"Ma foi! So it's that, is it? Then I've heard something about you. I know the Manager pretty well. He said you were un peu bizarre."
"Peut être plus qu'un peu," Arithelli retorted quickly. "I see you think he's right."
Arrived at the lodgings she sat still, waiting in the cab with the same apparent indifference while Emile wrangled with the landlady. At length he came back to her: "You had better try these for a week," he said. "They're forty pesetas. She will want the rent in advance as you have no recommendation." For the first time Arithelli seemed disturbed.
"I'm afraid I can't pay it. I'm to have five pounds a week at the Hippodrome, but of course I can't ask for that in advance. I had a second-class ticket out here, and now I've only got four-and-sixpence left."

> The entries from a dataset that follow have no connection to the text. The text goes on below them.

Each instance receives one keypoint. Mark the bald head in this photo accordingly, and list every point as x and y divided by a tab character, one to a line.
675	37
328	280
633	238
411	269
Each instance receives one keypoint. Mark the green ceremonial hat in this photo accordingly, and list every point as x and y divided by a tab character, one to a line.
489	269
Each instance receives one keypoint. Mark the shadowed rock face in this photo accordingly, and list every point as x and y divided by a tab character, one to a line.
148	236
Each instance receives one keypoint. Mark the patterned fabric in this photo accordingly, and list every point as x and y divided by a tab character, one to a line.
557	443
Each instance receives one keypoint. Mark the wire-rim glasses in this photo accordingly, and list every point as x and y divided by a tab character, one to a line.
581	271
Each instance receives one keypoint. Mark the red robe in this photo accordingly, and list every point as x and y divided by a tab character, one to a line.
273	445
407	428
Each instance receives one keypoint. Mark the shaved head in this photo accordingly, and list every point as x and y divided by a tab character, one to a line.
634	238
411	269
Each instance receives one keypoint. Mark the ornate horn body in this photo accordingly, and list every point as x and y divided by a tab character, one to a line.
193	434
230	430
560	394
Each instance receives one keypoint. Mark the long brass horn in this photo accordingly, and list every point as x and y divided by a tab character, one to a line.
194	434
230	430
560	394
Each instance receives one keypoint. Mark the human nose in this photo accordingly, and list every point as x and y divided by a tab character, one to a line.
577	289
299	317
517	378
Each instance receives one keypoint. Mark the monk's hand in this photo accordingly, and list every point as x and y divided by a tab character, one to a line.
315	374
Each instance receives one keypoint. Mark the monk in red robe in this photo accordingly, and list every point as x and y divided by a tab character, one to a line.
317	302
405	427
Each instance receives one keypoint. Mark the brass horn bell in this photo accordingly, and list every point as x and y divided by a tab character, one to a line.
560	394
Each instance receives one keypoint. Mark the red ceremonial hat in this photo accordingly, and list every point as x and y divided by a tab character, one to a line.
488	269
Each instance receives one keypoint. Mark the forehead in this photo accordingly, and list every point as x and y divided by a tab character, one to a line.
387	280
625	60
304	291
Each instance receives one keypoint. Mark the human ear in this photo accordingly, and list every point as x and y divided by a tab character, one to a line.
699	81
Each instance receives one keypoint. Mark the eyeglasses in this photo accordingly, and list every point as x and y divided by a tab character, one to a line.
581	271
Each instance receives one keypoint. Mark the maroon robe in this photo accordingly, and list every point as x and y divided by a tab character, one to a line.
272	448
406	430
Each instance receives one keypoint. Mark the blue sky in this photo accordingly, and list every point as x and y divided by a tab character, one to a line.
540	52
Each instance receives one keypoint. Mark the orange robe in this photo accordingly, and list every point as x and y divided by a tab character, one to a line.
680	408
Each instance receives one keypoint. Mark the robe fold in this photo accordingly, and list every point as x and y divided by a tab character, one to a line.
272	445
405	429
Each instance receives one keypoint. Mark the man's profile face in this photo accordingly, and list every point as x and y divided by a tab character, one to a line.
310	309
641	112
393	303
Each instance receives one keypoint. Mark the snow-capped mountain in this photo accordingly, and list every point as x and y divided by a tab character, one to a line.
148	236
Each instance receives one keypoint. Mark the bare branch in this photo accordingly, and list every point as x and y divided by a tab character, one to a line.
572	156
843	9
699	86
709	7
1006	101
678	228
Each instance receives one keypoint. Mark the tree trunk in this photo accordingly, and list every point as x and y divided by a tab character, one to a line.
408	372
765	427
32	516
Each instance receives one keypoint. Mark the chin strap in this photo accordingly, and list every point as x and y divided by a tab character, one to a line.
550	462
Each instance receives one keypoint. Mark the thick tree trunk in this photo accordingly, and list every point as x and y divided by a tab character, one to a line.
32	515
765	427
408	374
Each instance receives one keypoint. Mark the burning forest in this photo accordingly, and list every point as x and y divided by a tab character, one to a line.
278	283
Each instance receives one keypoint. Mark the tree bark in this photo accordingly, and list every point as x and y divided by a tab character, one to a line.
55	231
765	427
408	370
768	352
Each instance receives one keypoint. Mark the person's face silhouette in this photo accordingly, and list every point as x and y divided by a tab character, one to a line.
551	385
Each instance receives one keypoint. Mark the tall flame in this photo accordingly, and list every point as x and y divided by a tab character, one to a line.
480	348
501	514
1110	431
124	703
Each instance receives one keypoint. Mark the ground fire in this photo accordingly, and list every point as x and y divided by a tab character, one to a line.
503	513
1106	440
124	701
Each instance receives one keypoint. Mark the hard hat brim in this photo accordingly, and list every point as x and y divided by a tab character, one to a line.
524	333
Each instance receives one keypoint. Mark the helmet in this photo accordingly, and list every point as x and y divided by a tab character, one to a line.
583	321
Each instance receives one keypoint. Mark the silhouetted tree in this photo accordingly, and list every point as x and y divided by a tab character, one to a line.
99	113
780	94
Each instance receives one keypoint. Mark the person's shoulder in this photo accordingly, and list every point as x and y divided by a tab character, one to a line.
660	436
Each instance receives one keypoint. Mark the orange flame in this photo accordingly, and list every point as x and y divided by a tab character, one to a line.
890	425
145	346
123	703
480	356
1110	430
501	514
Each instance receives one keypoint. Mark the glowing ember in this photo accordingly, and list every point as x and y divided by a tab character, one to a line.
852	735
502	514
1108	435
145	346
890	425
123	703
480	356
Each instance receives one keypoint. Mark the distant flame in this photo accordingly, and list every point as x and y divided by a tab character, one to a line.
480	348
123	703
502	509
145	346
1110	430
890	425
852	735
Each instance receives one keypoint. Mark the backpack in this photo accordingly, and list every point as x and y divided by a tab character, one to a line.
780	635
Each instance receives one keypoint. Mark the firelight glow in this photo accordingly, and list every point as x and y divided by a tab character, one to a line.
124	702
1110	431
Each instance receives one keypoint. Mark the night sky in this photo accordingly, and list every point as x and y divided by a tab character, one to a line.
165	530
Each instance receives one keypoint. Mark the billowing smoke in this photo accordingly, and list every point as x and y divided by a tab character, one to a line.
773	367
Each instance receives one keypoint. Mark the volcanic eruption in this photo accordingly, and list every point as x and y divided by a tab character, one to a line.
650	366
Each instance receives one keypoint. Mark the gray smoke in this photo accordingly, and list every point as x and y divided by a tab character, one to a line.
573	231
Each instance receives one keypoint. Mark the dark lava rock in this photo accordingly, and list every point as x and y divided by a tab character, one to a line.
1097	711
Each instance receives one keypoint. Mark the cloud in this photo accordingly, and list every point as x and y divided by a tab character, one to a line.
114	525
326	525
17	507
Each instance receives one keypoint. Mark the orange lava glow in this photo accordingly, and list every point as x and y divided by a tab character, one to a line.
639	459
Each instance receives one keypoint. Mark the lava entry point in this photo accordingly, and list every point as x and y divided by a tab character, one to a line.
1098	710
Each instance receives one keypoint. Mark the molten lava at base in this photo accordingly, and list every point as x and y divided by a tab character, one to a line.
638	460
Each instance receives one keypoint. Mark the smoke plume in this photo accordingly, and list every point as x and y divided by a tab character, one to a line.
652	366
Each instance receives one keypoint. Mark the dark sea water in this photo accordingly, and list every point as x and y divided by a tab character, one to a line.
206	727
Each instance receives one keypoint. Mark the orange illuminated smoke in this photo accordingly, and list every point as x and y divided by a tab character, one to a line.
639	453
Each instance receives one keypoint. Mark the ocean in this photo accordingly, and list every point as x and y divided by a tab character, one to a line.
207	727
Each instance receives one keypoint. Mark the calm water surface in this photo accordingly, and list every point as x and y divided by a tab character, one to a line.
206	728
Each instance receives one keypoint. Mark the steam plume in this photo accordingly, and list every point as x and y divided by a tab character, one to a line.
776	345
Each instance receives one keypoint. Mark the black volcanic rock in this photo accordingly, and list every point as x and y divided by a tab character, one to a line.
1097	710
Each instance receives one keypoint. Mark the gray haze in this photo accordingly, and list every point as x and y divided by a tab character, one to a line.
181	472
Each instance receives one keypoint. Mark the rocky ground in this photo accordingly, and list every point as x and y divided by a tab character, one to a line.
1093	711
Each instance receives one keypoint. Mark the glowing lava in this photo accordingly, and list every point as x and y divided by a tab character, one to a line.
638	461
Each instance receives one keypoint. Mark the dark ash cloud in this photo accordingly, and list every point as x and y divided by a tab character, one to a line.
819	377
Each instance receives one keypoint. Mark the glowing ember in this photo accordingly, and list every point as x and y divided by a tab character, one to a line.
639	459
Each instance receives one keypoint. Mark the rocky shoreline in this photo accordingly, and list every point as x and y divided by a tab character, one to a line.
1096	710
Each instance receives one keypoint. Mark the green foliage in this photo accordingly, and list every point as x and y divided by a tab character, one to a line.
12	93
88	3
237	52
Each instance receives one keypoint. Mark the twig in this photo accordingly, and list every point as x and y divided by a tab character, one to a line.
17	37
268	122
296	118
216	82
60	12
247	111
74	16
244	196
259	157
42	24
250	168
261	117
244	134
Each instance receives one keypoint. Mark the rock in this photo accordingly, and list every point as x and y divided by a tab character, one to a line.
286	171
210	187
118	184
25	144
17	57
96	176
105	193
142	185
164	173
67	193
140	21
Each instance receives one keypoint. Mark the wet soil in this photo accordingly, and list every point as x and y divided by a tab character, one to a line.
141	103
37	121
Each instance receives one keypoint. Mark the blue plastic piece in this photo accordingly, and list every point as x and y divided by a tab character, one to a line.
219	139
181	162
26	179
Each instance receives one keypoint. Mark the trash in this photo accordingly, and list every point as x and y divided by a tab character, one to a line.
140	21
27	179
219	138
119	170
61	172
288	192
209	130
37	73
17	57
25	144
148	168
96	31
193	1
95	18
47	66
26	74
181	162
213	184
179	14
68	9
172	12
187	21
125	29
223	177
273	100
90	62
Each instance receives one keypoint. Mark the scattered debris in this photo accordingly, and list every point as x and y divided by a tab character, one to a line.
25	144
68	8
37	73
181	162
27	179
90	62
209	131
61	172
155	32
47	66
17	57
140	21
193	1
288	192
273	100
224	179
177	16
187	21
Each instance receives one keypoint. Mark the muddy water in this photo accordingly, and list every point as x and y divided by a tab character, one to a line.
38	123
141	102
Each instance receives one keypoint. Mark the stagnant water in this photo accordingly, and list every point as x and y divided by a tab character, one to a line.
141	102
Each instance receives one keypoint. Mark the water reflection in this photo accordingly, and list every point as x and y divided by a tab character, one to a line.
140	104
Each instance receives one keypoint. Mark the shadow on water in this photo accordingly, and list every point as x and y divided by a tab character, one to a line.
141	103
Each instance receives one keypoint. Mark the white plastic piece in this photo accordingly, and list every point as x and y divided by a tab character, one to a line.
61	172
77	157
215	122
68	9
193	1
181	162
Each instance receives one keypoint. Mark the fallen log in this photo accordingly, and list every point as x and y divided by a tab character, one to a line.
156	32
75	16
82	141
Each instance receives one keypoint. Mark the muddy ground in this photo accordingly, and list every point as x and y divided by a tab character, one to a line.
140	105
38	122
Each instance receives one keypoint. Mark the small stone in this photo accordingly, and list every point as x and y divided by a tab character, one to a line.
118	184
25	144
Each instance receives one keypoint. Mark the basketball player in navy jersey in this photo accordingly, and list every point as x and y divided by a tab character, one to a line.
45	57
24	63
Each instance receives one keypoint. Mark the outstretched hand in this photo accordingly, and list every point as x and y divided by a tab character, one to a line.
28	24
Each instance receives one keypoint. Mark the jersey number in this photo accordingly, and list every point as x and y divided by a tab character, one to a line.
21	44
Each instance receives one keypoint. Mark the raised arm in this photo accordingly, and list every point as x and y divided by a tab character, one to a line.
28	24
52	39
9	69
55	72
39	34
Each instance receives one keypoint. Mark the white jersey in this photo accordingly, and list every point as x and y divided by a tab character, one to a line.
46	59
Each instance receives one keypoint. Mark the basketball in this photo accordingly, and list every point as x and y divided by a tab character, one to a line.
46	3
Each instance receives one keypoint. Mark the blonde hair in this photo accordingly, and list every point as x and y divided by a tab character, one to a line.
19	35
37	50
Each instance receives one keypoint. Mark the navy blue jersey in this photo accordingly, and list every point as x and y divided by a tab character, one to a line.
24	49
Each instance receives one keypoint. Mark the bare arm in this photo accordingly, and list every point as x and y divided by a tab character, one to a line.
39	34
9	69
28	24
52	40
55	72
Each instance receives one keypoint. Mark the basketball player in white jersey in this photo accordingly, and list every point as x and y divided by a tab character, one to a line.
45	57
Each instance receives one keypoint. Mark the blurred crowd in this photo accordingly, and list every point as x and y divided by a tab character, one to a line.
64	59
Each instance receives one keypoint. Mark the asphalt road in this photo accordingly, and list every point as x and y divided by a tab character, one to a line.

She held out a small blue satin bag, displaying a few coins. "Perhaps I'd better go and explain to the Manager." Emile shrugged his shoulders. Obviously the girl was very young.
"On the whole I think you'd better not," he said. "You know nothing about either myself or the Manager, and it seems you've got to trust one of us so it may as well be me."
When he had arranged matters he departed, saying casually, "I'll come in again to-night about nine o'clock to see how you are getting on. Don't do anything insane, such as wandering about the streets, because you feel dull. It won't hurt you to put up with the dulness for a bit. You'll have plenty of excitement if you're going to live in Barcelona."
"Tiens!" said Arithelli to herself. "What manners and what dirty nails! C'est un homme épouvantable, but very useful. But for him I should have been prancing round this place all night, looking for rooms."
She dragged her trunk towards her, and proceeded to unpack the collection of gaudy dresses that she had bought with so much pride at the Bon Marché in Paris, and which were all in the worst possible taste.
Perhaps she had been impelled to a choice of lively colours as being symbolical in their brightness of the new life on which she was about to embark. There was a green cloth rendered still more hideous by being inlet with medallions of pink silk, a cornflower blue with much silver braid already becoming tarnished in the few times it had been worn, and a mauve and orange adorned with flamboyant Eastern embroidery.